Project update | 24 January 2023
Sofia Darmaraki on her research trip to Plymouth Marine Laboratory
In late 2022 Sofia Darmaraki from the BOOMS project left the National & Kapodistrian University of Athens (NKUA) to spend several weeks at Plymouth Marine Laboratory where she joined other participants working on a method for sampling and clustering remote sensing data.
In this blog post she describes her experience and the research she worked on.
Vivid orange rays shined over the quiet garden the moment I arrived in front of the metal gate of PML. The cold morning air was hugging my face, while I was quickly making my way to the building. Once in the reception desk, a wave of warm air along with a smily lady welcomed me in my first visit. Something in the ambiance of that place elevated my excitement levels for the science that was happening inside. My first day involved an induction to the premises and regulations, with Kim kindly hosting me around. The more I was wandering the corridors of PML, the more I was looking forward to start this scientific journey, with the new, warm and friendly people I met already from the first day!
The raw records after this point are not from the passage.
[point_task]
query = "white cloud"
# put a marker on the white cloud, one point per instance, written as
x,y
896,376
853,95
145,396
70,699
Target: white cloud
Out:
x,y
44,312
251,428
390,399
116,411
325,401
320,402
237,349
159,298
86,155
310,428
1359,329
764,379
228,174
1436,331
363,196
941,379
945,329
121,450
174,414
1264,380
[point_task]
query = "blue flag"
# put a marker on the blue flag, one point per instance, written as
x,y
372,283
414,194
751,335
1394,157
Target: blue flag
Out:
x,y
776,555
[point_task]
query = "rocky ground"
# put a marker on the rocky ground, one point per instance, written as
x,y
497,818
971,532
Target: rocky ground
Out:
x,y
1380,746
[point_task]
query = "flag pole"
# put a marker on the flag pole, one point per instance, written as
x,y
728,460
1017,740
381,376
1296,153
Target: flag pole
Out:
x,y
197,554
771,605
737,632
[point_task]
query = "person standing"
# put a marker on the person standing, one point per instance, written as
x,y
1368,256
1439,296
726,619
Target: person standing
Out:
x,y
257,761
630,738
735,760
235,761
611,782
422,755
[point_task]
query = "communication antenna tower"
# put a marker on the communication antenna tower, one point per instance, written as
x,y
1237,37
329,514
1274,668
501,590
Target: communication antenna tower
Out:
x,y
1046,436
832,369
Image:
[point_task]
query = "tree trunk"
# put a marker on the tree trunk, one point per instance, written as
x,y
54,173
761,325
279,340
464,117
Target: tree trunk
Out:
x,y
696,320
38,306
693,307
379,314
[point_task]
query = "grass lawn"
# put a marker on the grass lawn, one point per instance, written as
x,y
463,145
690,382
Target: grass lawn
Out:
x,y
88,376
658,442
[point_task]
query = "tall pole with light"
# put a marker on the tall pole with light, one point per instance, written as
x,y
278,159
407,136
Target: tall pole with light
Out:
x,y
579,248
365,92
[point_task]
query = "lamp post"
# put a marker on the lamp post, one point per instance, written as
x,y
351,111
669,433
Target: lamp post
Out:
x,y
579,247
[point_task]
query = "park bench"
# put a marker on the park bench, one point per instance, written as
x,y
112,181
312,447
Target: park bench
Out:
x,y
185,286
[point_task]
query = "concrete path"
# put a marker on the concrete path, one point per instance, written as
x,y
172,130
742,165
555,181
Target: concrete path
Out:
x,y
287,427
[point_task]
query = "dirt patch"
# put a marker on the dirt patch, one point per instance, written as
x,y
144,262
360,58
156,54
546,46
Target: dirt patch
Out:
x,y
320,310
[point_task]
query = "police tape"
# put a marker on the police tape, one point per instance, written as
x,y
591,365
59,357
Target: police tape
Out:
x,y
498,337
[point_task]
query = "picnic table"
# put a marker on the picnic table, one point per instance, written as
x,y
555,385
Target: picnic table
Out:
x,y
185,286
My mission for this research trip was to work on a method for sampling and clustering of remote sensing data. This is a vital part of the BOOMS project target of creating 3D dynamic seascapes in the ocean. Thanks to the insightful guidance of Thomas Jackson and Liz Atwood, I learned how to sample, temperature, chlorophyll-a and salinity data and how to cluster them together into groups of different characteristics. The sampling and clustering techniques involved data from the surface and deeper layers of the ocean, which can lead to the identification of 3D features of coherent physical and biological characteristics. These results will be incorporated to the novel seascape identification techniques that have already been developed as part of BOOMS and are based on optical water types and oceanic fronts.
The research performed in BOOMS is useful for the broader oceanographic community, since it will improve knowledge of oceanic provinces that can, in turn, inform biodiversity indices, and increase our understanding of topical scientific questions.
By Sofia Darmaraki
Fig.1: Example of 3D clustering of temperature, Chlorophyll-a and Salinity from various depths in the ocean (0m, 20m, 40m, 100m, 200m). Each color represents a different cluster. Data used are from Copernicus Marine Dataset: Multi Observation Global Ocean 3D Temperature Salinity Height Geostrophic Current and MLD.